LUSAKA, Zambia — In 2009, Benny Chilesche Katewa, a young man from Zambia, graduated from high school and started his college career at Mulungushi University, studying agricultural business management. Katewa’s academic success, however, remains uncommon in Zambia as education past primary school has high costs and often yields little return in the job market.
In a Zambia Scholarship Fund Student & Sponsor Highlight article, Katewa wrote, “It has been very difficult for me to be in school because of financial constraints. I never imagined I would go far in my education because my mother, who sells at the market to support the family, did not earn enough to finance my education.” Fortunately, the Zambia Scholarship Fund, via private donations, paid for Katewa’s education expenses. The government of Zambia strives for more academic success stories but still struggles to meet this goal despite recent improvements to the education system.
According to American Center Cultural Affairs Assistant Patricia M. Namala, “A long-standing educational goal in Zambia has been that every child who enters Grade 1 should be able to complete Grade 9.” In Namala’s country profile, she documents that less than 50 percent of students attend primary school in Zambia.
In 2002, the government of Zambia established free basic education, allowing students to attend primary school, first through seventh grade, at no cost. The government also created a re-entry into school program for female students who become pregnant. More recently, the Zambian government, USAID, UKAID and Irish Aid initiated a reading campaign to create one million more readers in Zambia by 2016. Zambia UNICEF also granted $180,000 to support transportation for researchers monitoring education in Zambia.
According to UNICEF, although Zambia successfully increased education access and gender equality, many children remain out of school or do not complete the primary cycle. Currently, a UNICEF-supported study is attempting to understand this trend.
School location and student-to-teacher ratio contribute to the low attendance rate.

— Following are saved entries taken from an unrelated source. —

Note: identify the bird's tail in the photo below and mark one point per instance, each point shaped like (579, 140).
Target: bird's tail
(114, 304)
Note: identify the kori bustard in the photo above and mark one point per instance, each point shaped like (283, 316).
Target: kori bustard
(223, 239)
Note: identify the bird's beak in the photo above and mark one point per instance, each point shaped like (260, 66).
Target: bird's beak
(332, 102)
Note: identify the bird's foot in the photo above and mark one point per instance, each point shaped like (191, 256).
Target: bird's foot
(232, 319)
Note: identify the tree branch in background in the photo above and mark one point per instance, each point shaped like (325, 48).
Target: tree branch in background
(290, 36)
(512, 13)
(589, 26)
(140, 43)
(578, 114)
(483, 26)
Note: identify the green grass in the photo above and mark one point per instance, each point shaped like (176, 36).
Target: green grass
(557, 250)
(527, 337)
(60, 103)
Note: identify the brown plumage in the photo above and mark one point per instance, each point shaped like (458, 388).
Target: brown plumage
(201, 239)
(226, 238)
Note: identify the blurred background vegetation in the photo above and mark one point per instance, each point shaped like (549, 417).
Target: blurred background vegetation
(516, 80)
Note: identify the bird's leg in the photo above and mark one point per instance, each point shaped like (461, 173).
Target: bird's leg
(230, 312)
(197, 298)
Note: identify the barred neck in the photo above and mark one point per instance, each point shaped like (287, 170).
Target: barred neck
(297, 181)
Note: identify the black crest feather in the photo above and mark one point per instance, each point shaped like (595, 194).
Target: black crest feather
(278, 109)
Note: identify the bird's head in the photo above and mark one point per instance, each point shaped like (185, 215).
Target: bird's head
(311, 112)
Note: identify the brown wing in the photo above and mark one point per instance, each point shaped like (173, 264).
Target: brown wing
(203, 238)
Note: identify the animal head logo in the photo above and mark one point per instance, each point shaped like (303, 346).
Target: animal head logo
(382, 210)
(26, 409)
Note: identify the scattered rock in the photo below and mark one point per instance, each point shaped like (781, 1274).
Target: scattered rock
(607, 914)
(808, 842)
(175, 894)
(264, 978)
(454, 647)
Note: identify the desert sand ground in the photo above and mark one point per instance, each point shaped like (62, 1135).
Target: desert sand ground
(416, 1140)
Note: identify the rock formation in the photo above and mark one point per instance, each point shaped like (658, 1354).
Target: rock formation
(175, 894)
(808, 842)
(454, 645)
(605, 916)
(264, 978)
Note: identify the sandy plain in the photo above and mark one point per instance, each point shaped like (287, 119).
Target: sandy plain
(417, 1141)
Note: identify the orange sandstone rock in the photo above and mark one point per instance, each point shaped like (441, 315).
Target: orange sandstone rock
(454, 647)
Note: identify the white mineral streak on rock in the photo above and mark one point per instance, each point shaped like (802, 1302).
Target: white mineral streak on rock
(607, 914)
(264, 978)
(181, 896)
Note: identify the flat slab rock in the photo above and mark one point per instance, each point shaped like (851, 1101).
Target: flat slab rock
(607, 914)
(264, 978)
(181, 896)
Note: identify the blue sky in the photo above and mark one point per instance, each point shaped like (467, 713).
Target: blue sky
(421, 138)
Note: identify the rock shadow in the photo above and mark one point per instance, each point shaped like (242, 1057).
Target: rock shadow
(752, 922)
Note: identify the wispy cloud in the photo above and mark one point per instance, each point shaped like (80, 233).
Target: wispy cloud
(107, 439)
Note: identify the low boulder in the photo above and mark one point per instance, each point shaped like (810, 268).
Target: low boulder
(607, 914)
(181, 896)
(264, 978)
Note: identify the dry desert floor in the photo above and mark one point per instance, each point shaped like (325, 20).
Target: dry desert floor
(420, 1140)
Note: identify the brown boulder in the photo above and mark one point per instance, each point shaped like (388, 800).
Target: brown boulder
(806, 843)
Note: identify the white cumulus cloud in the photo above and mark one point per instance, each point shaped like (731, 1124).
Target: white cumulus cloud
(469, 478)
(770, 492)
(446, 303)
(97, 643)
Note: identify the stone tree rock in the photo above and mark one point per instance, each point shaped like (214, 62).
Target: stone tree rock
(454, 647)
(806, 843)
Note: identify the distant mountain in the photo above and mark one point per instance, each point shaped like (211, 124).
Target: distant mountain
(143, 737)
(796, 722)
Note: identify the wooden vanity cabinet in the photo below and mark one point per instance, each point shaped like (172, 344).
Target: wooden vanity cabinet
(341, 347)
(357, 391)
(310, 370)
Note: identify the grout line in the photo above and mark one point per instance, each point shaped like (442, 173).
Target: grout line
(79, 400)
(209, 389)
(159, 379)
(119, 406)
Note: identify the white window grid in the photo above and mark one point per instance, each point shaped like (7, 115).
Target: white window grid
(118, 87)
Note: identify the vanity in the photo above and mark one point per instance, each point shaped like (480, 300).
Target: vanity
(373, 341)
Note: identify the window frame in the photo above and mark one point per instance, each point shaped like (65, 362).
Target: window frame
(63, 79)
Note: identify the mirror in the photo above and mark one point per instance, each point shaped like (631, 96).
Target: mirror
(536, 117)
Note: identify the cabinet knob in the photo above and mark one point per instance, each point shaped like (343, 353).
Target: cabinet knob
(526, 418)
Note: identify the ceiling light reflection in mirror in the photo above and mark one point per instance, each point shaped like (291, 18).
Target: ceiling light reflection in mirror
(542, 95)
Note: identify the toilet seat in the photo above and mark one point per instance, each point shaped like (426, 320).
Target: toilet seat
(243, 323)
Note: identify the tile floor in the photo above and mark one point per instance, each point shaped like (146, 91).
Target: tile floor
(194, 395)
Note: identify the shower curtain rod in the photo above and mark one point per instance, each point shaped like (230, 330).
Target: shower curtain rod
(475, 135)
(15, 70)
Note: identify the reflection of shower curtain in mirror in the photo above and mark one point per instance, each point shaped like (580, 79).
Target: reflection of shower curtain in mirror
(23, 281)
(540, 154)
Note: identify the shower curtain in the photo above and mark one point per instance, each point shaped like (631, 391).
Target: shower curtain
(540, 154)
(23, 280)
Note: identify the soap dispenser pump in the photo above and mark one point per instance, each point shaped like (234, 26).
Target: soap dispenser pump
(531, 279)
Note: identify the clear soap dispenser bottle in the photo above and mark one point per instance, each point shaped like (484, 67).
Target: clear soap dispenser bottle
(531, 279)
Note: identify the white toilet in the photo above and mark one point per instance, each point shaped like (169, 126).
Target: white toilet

In 2011, The World Bank recorded a teacher/pupil ratio of one to 63. Furthermore, few schools exist in rural sections of Zambia, leaving students to travel for miles on foot to attend school. These issues continue to be prevalent when students test to enter high school. While student exam scores have improved significantly since the implementation of free basic education, about 54,000 out of 337,706 students failed the seventh grade testing.
For students that do complete primary school and pass testing, high school is rarely an option as these grades remain tuition-based. According to the Zambia Education Fund Organization, the government of Zambia struggles to provide free education for all grades due to the low tax base of the economy. Few Zambians have jobs that can be taxed. Therefore, free education at the primary level is dependent on other government or non-governmental sources. These funds cannot support free high school education as well.
In 2012, Zambia President Micheal Zata stated, “Our aspiration is to put together a well-organized, valuable and reliable public education system through substantial investments in educational infrastructure.” Zata’s remarks suggest that the government plans to institute more programs to further improve education in Zambia.